Will Canada ever develop another canola or deliver a discovery that revolutionizes global agriculture?
Wilf Keller, president and chief executive officer of Ag-West Bio, which helps move agricultural research to market, is doubtful. Considering the current state of Canadian agricultural science, he thinks the canola story will not be duplicated.
“It’s unlikely,” said Keller, who was an Agriculture Canada research scientist for 17 years and president of Genome Prairie from 2008-12.
He said Canada could deliver another transformative discovery, but the existing system doesn’t support revolutionary science.
“The canola story was a 20 to 25 year work plan. There was a vision to achieve that and the patience to achieve that,” he said.
“We are much more project oriented now. There’s shorter-term funding available for projects, as opposed to longer-term funding for what I would call programs or strategies.”
Agriculture Canada scientists who spoke off the record said Keller’s assessment is correct. Most research is funded for three years with no guarantee of renewal when the project ends.
As well, almost all research requires an industry partner, and scientific goals sink to the lowest priority when too many players are at the table.
It’s nearly impossible under those conditions to deliver groundbreaking science.
Allen Good, a University of Alberta plant scientist, agreed that funding bodies, government and companies are fixated on “incremental” re-search.
“If you want to ask, ‘can we create another canola,’ the answer is if we keep funding things the way we do, clearly not,” said Good, who studies nitrogen use efficiency in plants and biological nitrogen fixation.
Funders who are obsessed with the now have no sense of visionary, groundbreaking science, Good added. “(If) you talk to some senior guy in Genome Canada … he says, ‘I read about that (research) in the Globe and Mail, it’s got to be a good idea to fund,’ ” he said.
“Well, if you read about it in the Globe and Mail, it’s probably only 15 to 20 years old.”

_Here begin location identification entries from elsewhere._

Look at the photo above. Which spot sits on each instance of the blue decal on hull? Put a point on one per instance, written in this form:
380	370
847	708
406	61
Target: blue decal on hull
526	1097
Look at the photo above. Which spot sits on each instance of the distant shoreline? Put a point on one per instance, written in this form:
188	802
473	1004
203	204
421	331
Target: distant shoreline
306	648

Good said nitrogen fixing cereal crops are a good example of risk-taking agricultural research.
Plant scientists at the John Innes Centre in England, along with researchers in Spain, the Netherlands and a few other countries, are attempting to understand the nitrogen fixing properties of legumes and transfer the characteristic into cereal crops.

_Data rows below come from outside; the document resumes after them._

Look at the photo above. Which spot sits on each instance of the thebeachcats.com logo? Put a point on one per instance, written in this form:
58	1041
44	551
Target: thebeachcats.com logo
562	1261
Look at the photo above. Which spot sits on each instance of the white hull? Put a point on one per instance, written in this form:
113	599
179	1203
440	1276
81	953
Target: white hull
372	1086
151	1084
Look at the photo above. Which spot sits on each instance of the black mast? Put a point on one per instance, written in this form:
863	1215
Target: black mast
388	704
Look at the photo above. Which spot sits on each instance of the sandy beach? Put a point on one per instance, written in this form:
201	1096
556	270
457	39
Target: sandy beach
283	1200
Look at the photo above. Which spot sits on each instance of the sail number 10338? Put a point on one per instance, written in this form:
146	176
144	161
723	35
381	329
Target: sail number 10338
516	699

In other words, these scientists are trying to reduce the $100 billion that farmers spend annually on synthetic nitrogen fertilizers.
Transforming corn into a legume is exceptionally complex and challenging, but it represents the type of science that Canadian institutions could fund but don’t, Good said.

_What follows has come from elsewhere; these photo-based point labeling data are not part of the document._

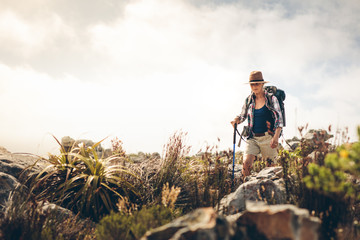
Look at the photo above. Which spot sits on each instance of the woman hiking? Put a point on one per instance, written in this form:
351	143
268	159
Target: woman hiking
265	123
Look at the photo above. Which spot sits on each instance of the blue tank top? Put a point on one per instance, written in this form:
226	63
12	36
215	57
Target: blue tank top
260	117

“I was just asked this, this morning, by one of the senior people in our research office, ‘why isn’t this (nitrogen fixing cereals) being funded by the province and within Canada?’ ” he said in mid-March.
“I said it’s too visionary and it’s too long term…. We fund short-term, pedestrian science. That’s the way we work.”
Keller said cutting funding to fundamental science may not have immediate consequences, but it will eventually bite.
“This is about discovery … that will have impact on the productivity and quality of agricultural products in 2040 or 2050,” he said.
“These things take time and I am increasingly concerned that the cupboard is going to be fairly bare by then because we haven’t invested in those long-term discoveries.”